Current semantic processing theories integrate representational richness and semantic control as two distinct yet interacting processes23,24. Insights from electroencephalography (EEG) and functional magnetic resonance imaging (fMRI) suggested that representational richness and semantic control rely on distinct neural resources, involving the anterior temporal and the inferior frontal cortex, respectively25,26,27. In order to investigate behavioral correlates of semantic control and representational richness, Lambon Ralph et al. developed a synonym judgment task (SJT) and applied it in a series of studies with brain damaged patients. In the SJT, subjects choose a synonym to a concrete or abstract probe word from three test words, which requires deep semantic processing. Higher error rates for processing concrete vs. abstract words in semantic dementia patients (vs. healthy controls) indicated a causal involvement of anterior temporal regions in the processing advantage driven by representational richness28,29,30. Moreover, higher error rates for processing abstract vs. concrete words in aphasic patients with multimodal impairments of semantic comprehension after stroke-induced lesions in inferior frontal regions (including the ventrolateral prefrontal cortex) provided evidence for the causal involvement of such regions in semantic control demanded by abstract words31,32. While analyses focused on accuracy/error rates in patients, reaction times in the SJT turned out to be more sensitive to investigate semantic processing performance in healthy subjects26,33,34.
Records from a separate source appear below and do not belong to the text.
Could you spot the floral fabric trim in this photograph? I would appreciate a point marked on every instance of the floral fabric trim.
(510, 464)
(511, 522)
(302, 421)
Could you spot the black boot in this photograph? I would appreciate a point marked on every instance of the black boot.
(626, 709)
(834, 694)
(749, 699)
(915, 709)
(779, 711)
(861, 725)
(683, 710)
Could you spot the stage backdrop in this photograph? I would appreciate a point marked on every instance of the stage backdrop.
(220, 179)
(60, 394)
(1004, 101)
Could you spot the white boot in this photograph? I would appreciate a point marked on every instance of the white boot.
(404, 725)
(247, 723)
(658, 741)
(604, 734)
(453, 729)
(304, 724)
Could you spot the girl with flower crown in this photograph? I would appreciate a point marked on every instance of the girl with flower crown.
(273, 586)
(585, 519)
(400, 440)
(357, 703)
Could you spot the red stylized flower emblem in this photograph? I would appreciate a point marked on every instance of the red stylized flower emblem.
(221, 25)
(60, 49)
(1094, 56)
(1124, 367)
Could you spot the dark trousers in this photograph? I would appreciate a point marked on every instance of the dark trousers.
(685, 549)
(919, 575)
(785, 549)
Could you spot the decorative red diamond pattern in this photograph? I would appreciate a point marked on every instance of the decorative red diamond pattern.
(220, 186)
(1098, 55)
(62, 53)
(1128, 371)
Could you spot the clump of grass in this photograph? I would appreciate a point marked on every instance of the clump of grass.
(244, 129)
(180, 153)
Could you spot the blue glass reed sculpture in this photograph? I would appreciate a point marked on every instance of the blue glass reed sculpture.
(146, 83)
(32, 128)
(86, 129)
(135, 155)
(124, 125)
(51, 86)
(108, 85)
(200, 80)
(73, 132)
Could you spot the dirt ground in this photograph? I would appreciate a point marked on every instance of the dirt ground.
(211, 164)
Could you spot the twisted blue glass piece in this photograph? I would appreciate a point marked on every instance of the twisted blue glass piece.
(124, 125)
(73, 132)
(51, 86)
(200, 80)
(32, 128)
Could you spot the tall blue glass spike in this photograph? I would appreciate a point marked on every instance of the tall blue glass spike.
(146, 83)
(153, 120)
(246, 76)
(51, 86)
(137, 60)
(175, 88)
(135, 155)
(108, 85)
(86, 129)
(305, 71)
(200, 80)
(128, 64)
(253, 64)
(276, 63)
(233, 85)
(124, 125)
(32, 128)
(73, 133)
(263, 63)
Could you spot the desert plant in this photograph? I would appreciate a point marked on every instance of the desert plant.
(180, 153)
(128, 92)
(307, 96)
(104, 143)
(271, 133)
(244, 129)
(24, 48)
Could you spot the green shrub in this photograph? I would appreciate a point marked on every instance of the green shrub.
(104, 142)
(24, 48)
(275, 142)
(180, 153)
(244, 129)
Only one study in this line of research investigated the interaction of representational substrates and semantic control by embedding the SJT in an elegant cueing paradigm26. In this paradigm, contextual and irrelevant cues, which consisted of two short sentences, preceded the concrete and abstract probe words. Contextual cues, which ended with the respective probe word, were thought to reduce demands on semantic control mechanisms (a previous study used a preliminary version of this paradigm31). By combining this paradigm with fMRI, Hoffman et al.26 confirmed that in the healthy brain, representational richness and semantic control mechanisms indeed recruit the previously identified distinct temporal and frontal brain areas, respectively. They further showed that the two mechanisms interact in their effect on behavioral correlates of semantic processing: Reaction times and error rates revealed not only a processing advantage for concrete over abstract words (i.e., the well-known CE) and after contextual over irrelevant cues (i.e., a contextual semantic facilitation effect), but crucially, that abstract word processing profited more strongly from contextual cues than concrete word processing.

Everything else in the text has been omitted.